Saudi Arabia may be the biggest telecommunications market in the Middle East but the kingdom needs to foster an ecosystem to bring all industry players closer together, a new report says. Worth about US$11.6 billion (Dh42.6bn), the Saudi telecoms market is expected to grow by another $1bn this year, more than the rest of the Gulf's telecoms markets put together. But several points need to be addressed to fully realise the potential of the telecoms market in the kingdom, says a report issued this week by Delta Partners, a telecoms consultancy based in Dubai.
Factors include managing a burgeoning youth demographic coupled with a surging appetite for robust broadband and mobile services. "With the forecast growth of broadband and the increasing proliferation of smart[phone] devices, there is an opportunity for players across the telecoms value chain to fill the gap with products and services that meet the Saudi customers' needs," said Josep Que, a partner at Delta Partners.
The Delta report points to the telecoms applications and services sector as the main area of opportunity in the kingdom. While most mobile subscribers rely on text messaging-related services, an influx of newer handsets such as the iPhone and the Samsung Galaxy have helped to drive the applications growth in Saudi Arabia. That has become a highly lucrative revenue stream for mobile operators. The proportion of data revenues such value-added services make up is estimated to increase to 38 per cent in 2014 from 25 per cent this year, Mr Que said.
He said mobile operators needed to be "bold and decisive" when providing innovative applications and services. "Mobile operators increasingly need to consider opportunities enabling them to go to market with applications and content services that are accessible by other operators' subscribers, not just their own network of subscribers," Mr Que said. "This increases the size of the revenue pie for both operators and content players."

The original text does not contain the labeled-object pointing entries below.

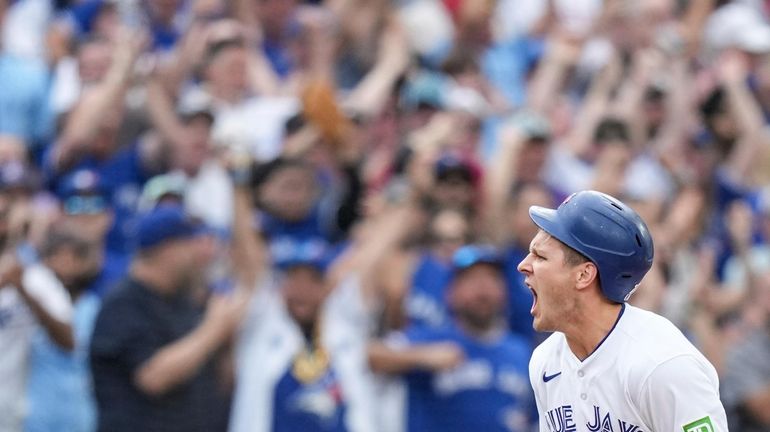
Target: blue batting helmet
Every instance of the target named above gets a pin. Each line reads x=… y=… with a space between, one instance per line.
x=607 y=232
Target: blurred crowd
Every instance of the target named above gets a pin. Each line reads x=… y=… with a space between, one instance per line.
x=287 y=215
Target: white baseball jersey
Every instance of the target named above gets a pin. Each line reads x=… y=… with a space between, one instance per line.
x=645 y=376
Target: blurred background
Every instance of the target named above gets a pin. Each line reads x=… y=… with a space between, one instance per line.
x=307 y=215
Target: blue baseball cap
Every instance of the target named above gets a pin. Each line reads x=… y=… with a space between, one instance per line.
x=164 y=224
x=471 y=255
x=82 y=182
x=291 y=254
x=83 y=192
x=15 y=175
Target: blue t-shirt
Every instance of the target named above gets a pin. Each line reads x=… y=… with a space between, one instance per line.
x=425 y=303
x=24 y=108
x=313 y=407
x=59 y=385
x=124 y=176
x=489 y=392
x=285 y=238
x=114 y=270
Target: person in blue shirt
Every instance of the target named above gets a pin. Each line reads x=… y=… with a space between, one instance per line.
x=87 y=209
x=471 y=375
x=59 y=383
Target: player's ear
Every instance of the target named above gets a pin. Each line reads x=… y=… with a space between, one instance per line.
x=586 y=274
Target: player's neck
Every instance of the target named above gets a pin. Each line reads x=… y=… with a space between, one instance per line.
x=588 y=330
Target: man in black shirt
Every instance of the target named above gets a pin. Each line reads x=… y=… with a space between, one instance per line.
x=154 y=350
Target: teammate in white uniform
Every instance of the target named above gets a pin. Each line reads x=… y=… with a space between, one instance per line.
x=608 y=366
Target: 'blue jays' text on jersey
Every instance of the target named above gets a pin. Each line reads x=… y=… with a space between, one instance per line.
x=644 y=377
x=519 y=295
x=489 y=392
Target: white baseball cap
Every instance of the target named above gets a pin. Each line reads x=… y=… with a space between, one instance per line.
x=737 y=25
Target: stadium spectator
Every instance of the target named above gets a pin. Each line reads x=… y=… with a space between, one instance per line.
x=155 y=352
x=59 y=388
x=33 y=298
x=313 y=323
x=472 y=373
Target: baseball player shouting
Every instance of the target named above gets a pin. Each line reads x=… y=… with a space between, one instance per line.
x=608 y=366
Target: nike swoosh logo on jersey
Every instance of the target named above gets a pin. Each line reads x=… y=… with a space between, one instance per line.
x=547 y=378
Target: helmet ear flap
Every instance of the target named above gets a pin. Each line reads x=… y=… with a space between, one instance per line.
x=606 y=231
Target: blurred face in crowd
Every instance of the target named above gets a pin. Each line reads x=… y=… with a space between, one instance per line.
x=5 y=209
x=93 y=59
x=163 y=11
x=178 y=262
x=654 y=109
x=226 y=73
x=552 y=280
x=194 y=151
x=478 y=296
x=76 y=267
x=275 y=14
x=532 y=159
x=449 y=230
x=522 y=227
x=304 y=292
x=289 y=193
x=12 y=149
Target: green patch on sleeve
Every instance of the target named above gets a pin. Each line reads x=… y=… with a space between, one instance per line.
x=702 y=425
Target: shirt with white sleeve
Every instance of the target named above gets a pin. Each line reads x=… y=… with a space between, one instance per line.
x=270 y=340
x=645 y=376
x=17 y=327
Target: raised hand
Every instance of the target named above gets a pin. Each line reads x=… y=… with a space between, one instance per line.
x=441 y=356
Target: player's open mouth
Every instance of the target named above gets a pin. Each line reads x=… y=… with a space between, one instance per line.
x=534 y=297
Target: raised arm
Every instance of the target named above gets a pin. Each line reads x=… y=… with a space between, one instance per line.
x=248 y=249
x=746 y=112
x=87 y=117
x=371 y=94
x=176 y=363
x=499 y=179
x=384 y=358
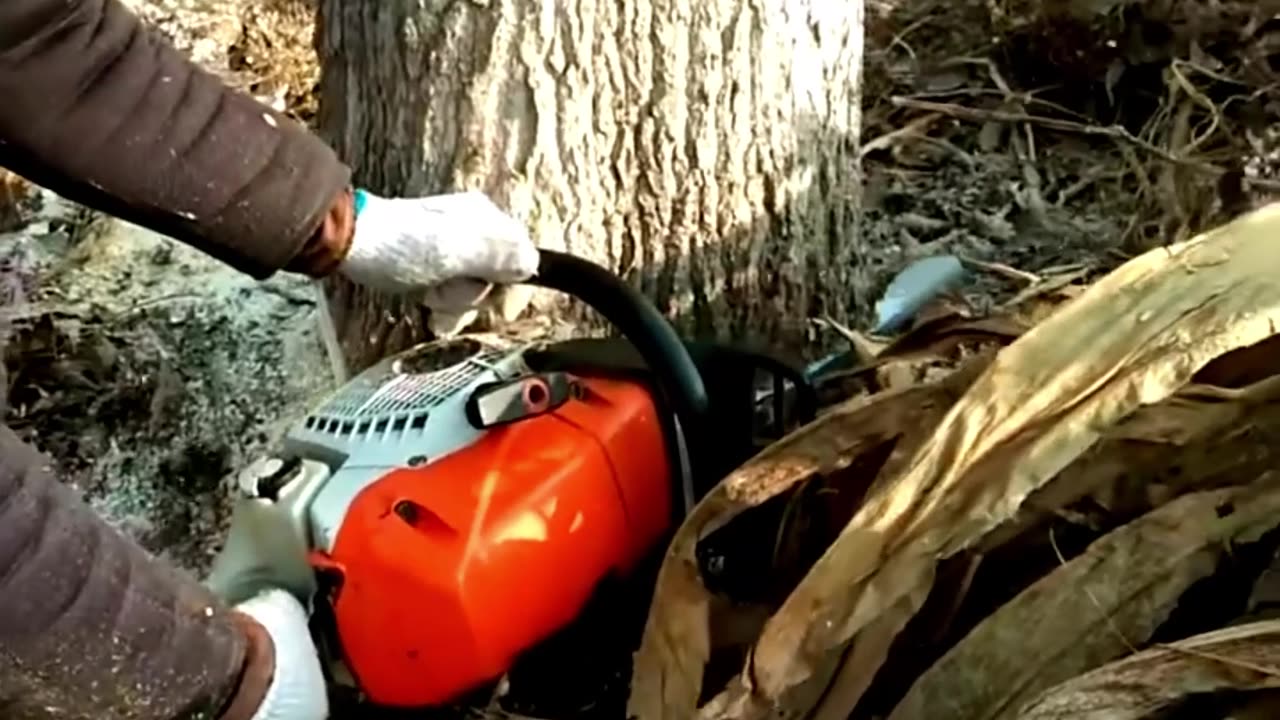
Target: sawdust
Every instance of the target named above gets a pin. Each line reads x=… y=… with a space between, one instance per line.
x=150 y=372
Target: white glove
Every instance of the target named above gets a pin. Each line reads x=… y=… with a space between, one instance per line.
x=297 y=689
x=444 y=250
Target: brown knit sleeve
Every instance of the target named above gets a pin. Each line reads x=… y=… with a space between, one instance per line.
x=106 y=113
x=92 y=627
x=328 y=246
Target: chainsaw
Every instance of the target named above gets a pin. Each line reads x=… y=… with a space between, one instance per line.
x=462 y=502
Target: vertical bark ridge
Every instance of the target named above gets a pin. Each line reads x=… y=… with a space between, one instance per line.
x=703 y=149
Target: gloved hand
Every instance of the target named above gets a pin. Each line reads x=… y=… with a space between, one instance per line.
x=297 y=689
x=263 y=572
x=446 y=251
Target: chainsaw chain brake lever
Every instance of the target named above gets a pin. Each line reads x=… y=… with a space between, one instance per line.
x=507 y=401
x=676 y=374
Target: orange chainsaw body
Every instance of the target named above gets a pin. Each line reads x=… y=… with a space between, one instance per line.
x=508 y=538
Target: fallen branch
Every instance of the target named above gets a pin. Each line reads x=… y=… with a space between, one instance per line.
x=983 y=115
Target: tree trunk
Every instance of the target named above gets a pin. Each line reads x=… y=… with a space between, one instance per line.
x=705 y=150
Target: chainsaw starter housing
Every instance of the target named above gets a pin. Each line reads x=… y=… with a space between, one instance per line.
x=466 y=507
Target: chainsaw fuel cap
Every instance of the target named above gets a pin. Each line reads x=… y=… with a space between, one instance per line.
x=526 y=396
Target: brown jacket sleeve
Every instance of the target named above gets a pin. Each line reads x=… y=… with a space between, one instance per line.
x=103 y=110
x=92 y=628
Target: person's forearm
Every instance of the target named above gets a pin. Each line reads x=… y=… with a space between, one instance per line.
x=94 y=628
x=104 y=112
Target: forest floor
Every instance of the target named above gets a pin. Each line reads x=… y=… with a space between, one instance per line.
x=1027 y=144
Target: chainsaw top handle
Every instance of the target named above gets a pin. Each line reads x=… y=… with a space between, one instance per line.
x=653 y=337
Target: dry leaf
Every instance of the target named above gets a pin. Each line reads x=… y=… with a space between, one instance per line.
x=677 y=643
x=1093 y=609
x=1244 y=657
x=1133 y=338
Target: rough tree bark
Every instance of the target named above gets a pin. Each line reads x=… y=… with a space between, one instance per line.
x=703 y=149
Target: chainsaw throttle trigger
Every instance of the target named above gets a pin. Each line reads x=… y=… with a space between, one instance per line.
x=499 y=404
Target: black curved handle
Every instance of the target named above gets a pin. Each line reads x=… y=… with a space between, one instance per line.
x=644 y=327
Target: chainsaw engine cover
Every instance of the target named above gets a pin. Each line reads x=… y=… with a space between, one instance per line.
x=471 y=507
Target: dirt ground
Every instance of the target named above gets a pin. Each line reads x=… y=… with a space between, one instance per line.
x=150 y=372
x=146 y=369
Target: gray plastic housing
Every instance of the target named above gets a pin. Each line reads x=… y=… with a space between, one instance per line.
x=406 y=410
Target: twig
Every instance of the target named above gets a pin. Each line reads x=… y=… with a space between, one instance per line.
x=982 y=115
x=329 y=336
x=1002 y=269
x=913 y=128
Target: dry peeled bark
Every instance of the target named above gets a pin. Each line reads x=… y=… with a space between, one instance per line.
x=1134 y=338
x=1244 y=657
x=705 y=150
x=1092 y=610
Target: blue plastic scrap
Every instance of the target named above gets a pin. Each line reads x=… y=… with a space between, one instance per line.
x=914 y=287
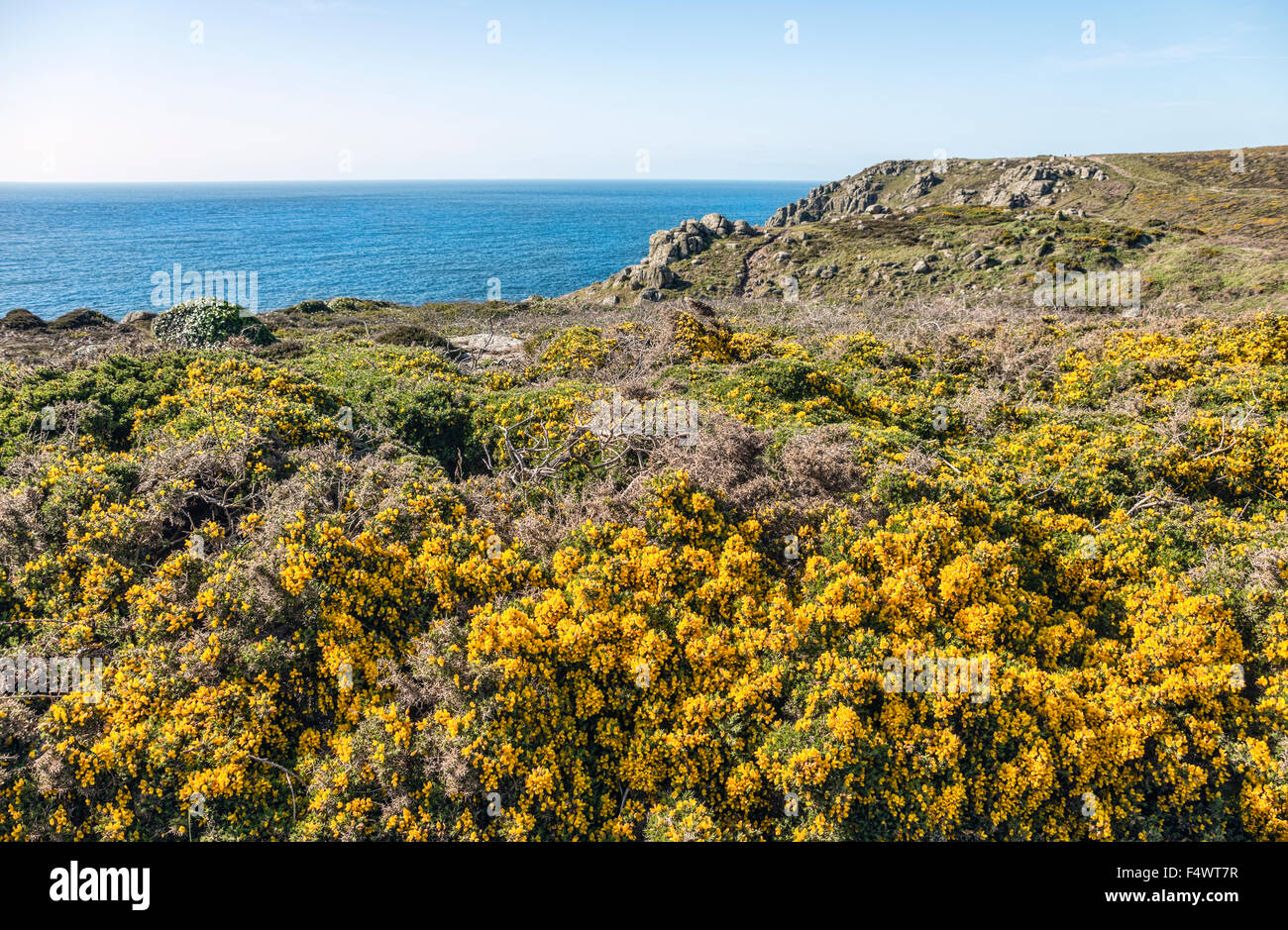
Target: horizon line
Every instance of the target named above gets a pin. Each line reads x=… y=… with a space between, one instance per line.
x=416 y=180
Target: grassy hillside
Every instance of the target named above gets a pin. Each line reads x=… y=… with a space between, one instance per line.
x=370 y=573
x=1197 y=231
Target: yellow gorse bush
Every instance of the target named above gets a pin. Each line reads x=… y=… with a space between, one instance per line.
x=353 y=652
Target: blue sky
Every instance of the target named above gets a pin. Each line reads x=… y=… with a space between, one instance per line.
x=352 y=89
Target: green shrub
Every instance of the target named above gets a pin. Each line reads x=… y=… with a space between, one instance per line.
x=206 y=322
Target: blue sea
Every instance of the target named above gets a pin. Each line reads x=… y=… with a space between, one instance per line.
x=64 y=247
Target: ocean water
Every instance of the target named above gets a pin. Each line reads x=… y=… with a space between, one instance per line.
x=64 y=247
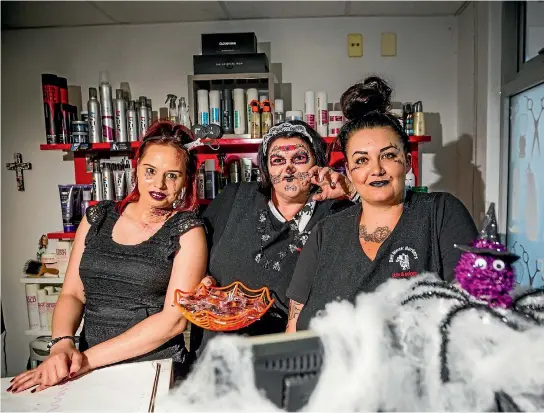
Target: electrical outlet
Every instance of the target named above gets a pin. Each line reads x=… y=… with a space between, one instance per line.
x=355 y=45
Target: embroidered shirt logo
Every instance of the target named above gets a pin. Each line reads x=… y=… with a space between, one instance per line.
x=404 y=256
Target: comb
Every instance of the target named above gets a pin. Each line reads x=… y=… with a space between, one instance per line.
x=35 y=268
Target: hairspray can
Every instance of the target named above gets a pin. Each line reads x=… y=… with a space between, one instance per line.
x=240 y=111
x=203 y=107
x=211 y=178
x=107 y=110
x=120 y=117
x=98 y=186
x=252 y=95
x=201 y=183
x=63 y=90
x=322 y=114
x=309 y=109
x=215 y=107
x=51 y=96
x=149 y=113
x=144 y=117
x=107 y=182
x=132 y=122
x=95 y=117
x=279 y=117
x=226 y=112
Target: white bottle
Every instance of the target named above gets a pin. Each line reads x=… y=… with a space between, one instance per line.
x=410 y=180
x=240 y=110
x=42 y=308
x=32 y=305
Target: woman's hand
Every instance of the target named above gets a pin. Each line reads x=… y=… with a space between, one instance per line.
x=333 y=185
x=64 y=362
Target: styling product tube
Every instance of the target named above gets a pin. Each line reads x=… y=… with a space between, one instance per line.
x=201 y=183
x=50 y=301
x=240 y=111
x=130 y=176
x=211 y=178
x=67 y=206
x=132 y=122
x=119 y=178
x=246 y=164
x=309 y=108
x=107 y=182
x=215 y=107
x=227 y=112
x=95 y=117
x=252 y=94
x=143 y=125
x=293 y=115
x=120 y=106
x=255 y=129
x=149 y=112
x=266 y=117
x=63 y=90
x=203 y=107
x=87 y=198
x=51 y=96
x=77 y=201
x=32 y=305
x=98 y=186
x=322 y=114
x=279 y=117
x=234 y=172
x=108 y=127
x=42 y=308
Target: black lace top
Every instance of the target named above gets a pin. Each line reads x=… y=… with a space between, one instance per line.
x=124 y=284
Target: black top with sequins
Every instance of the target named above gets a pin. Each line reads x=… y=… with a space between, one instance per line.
x=124 y=284
x=235 y=235
x=333 y=265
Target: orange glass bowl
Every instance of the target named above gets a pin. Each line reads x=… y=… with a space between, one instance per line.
x=224 y=308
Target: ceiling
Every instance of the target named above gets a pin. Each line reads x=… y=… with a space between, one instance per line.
x=33 y=14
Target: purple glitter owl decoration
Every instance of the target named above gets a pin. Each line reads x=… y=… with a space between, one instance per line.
x=485 y=268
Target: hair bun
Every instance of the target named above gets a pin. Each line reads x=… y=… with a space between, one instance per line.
x=373 y=94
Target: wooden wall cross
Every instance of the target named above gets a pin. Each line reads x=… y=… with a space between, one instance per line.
x=19 y=166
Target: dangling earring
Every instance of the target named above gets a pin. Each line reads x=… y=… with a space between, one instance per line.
x=177 y=202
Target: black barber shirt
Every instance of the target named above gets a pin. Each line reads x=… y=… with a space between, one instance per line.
x=231 y=221
x=333 y=265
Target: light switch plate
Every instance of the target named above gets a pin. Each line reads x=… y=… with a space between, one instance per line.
x=389 y=44
x=355 y=45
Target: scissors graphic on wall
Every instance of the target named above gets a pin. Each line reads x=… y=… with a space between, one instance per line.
x=536 y=120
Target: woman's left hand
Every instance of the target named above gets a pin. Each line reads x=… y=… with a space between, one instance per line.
x=333 y=185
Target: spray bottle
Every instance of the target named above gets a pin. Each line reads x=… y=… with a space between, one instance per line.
x=120 y=117
x=95 y=117
x=107 y=110
x=171 y=100
x=144 y=116
x=183 y=113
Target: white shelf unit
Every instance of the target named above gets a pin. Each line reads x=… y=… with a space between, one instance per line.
x=42 y=280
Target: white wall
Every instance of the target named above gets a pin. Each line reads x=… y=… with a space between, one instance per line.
x=156 y=60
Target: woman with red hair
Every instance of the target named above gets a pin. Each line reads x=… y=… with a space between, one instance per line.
x=127 y=260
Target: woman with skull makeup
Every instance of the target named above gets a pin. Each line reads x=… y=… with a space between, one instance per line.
x=126 y=263
x=257 y=230
x=391 y=233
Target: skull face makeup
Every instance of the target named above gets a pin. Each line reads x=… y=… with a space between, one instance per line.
x=289 y=160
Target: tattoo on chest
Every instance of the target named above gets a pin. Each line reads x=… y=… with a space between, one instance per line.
x=379 y=235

Content will remain an issue as well and more investment must be made in leveraging online partnerships to increase the reach of Arabic video and music, he said. Mr Que said the Saudi Arabian government would also play a vital part in creating an "enabling" environment for all these sectors to thrive in. "This needs to include an appropriate legal framework, such as content rights; and foster innovation of applications including local content, possibly through the creation of incubators and incentive programmes," he said.